Note: The film DREAMS FROM A PLANET IN PERIL is based on four plays written by Lee Roscoe. In the article below, Lee discusses the creative inspiration for her writing.
You may love them or hate them, but you have never seen anything like them.
These are a force of nature. These works of art are like the weather, definitely NOT realistic kitchen sink work, nor even magic realism. Instead, they are cartoon, dealing with archetypes, going back to the roots of medieval English Mystery, Morality, Miracle plays of such as the Wakefield Cycle and influenced by the pre-World War II Berlin expressionist George Grosz, who savagely satirized the German proletariat, ruling class, and bourgeoisie during the rise of Nazism.
They are dark humor—manic, nightmares for an age which is toppling over, threatening explosion; swamping human souls and hearts with carnivorous capitalism's greed, political corruption, injustice, climate threats, and divisiveness. The plays prompt us to consider how our whole way of life creates climate and other catastrophes.
But all is not lost, for in one more realistic play, human kindness prevails as a possibility.
In all my plays I want to look at the broader patterns of our societal dysfunction and psychoses, not the same old small kitchen sink drama. I call it aversion therapy drama. We are moved, by what threatens us, to change.

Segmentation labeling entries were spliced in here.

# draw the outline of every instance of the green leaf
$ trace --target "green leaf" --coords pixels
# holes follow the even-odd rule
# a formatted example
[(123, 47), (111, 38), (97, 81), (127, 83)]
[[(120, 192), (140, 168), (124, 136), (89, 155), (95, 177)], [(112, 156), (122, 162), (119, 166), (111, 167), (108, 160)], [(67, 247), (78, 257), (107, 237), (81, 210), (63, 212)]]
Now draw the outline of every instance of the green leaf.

My plays have been seen in New York, Boston, throughout Cape Cod from Hyannis to Provincetown, and occasionally beyond. I look forward to seeing Four Plays for a Planet in Peril reach an even wider audience as the message is vitally important. Most recently, Impossible?, about an American tyrant, premiered online during the pandemic with 1,000 views, and the prize-winning radio drama The Mooncusser's Tale premiered on WOMR FM, Provincetown. These works, as well as Four Plays for a Planet in Peril, have been supported by the Massachusetts Cultural Council. My writing has been praised by such notables as the artistic director of Shakespeare Theatre Company, D.C., the founder of New York’s Living Theater Judith Malina, playwright David Hare, and the late Howard Zinn as well as other theater greats and public intellectuals.
These four plays star several beloved Cape Cod actors: Cleo Zani, Judith Partelow,* Karen McPherson (four time Best Performances, Cape Cod Times), Geof Newton, and Rod Owens. They also feature excellent lesser known actors Tom Wolfson, LeVane Harrington, Olivia Thompson, and playwright Constance Wilkinson, as well as myself (also a Cape Cod Times Best Performances pick, twice).